Yeah, so I’d already written two out of the three tunes on the EP when I was younger which were “Dead Man’s Blues” and “Familiar Bliss”. But for the EP, I felt I needed at least a third track. I met Kyle Falconer (The View) through the Sofathon Singalong, started chatting away to him and he was telling me he had this idea for a song, which turned out to be a few verses for “Terribly Beautiful”. I’ve not got a great setup in my room, but I managed to write and record the song at home. Actually, the vocals on the track were recorded with a Guitar Hero mic plugged into my laptop – it was a bit of a Frankenstein job. People seemed to enjoy it though, so I think it paid off!
It’s been mega stressful recording in lockdown though with people sending all their different parts and then trying to jigsaw them all together. Hopefully, I won’t have to through all that again, but saying that I’ve already done it all again though with a new single I’ve got coming this month (laughs).
“Dead Man’s Blues” brought you your first Scottish #1 single this year. How did you come up with the lyrics for the track?
The track’s about one of my mates that I lost. He was in a bit of a hole with drugs and all that and he ended up committing suicide. I think it’s so prevalent at the moment with lots of people; nobody really speaks about the effects that drugs are having on people that can lead them towards committing suicide. A lot of people blame social media for drug use but there’s just a lot of folk taking drugs all the time – that’s what it is. However, with the track itself, it’s great to be able to take a positive out of it with it reaching #1 definitely.
How does it feel to be nominated for the Breakthrough Award at this year’s Scottish Music Awards?
It’s unreal. I was at the ceremony last year to pick up Lewis Capaldi’s award, and I said as a joke on stage ‘see yous next year, I’ll be coming back’. Everybody was looking at me like who the fuck’s that? (laughs) But aye, it’s good to get that recognition. I’ve been properly gigging since I was about 13 and I played in pubs pretending I was 18 and it’s smashing to know it’s all been worth it, you know. All the hard nights of being skint and having to borrow money off people, folk telling you to go and get a proper job, it’s pretty bangin’ for somebody to say that you’re this year’s breakthrough act because that’s what I’ve worked for since I’ve been wee. It’s just the start of something really good.

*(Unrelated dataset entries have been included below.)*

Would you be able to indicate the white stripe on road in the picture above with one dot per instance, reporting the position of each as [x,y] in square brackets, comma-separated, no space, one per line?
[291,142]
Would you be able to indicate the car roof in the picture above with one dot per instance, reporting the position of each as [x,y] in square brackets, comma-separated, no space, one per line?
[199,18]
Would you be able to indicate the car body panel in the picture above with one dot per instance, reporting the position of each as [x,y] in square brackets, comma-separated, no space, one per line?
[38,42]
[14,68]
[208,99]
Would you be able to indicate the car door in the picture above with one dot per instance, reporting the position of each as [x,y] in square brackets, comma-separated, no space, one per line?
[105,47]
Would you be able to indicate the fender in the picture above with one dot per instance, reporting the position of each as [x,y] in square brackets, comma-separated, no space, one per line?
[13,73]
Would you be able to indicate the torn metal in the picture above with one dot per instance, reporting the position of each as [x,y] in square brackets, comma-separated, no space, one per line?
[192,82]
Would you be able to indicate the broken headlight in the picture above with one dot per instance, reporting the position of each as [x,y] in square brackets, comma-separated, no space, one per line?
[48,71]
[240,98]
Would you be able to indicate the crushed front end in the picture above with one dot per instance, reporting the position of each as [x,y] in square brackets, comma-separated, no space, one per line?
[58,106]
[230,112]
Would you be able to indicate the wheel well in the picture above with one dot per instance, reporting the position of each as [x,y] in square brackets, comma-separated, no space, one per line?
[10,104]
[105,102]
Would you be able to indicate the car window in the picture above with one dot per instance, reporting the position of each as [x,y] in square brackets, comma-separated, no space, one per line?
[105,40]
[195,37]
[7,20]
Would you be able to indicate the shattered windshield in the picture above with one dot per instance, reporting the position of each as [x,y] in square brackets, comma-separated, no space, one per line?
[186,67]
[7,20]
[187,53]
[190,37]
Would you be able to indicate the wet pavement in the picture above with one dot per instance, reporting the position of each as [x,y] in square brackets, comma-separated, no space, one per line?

Are you excited to be sharing performances alongside the likes of Lewis Capaldi and Texas at the ceremony?
It’s quality aye, feels mad to see my name alongside acts like that. All of those people are me but just a few years ahead, and the next guys that come up can be like ‘I’ve just played alongside Luke La Volpe’, you know.
Is there more new music currently in the works?
Yeah, I’ve got a new single coming out on the 27th called “Stand Up” to coincide with the Scottish Music Award nomination. I wrote it a few months ago and it’s a message to musicians, and everybody really, that it’s time to stand up, don’t listen to these politicians that are telling you to re-train into different jobs because they’ve not got a fucking clue what they’re talking about. Then next year, I’ll be looking to get some songs together for an album hopefully – and some gigs. I’m itching to get oot this hoose.
Do you have any advice for young artists looking to break into the music industry today?
I know it sounds a bit cheesy but when it feels like you’re at your worst or lowest point, just keep plowing forward. There have been times where I’ve felt like that; I’ve nearly moved to Australia, I’ve nearly got a ‘normal’ job and I thought, ‘nah, this isn’t for me’. So, with the music, I’ve just kept doing it and doing it and finally, something’s broke. If you keep chappin’ enough doors, somebody’s bound to answer one.
What does 2021 hold for Luke La Volpe?
I’m looking to keep adding to what I’ve already built. If I’ve managed to win this award and bring out music that I’ve recorded in my bedroom during lockdown, then I’m gonna be an absolute animal when the lockdown’s lifted and I could do what I want to do.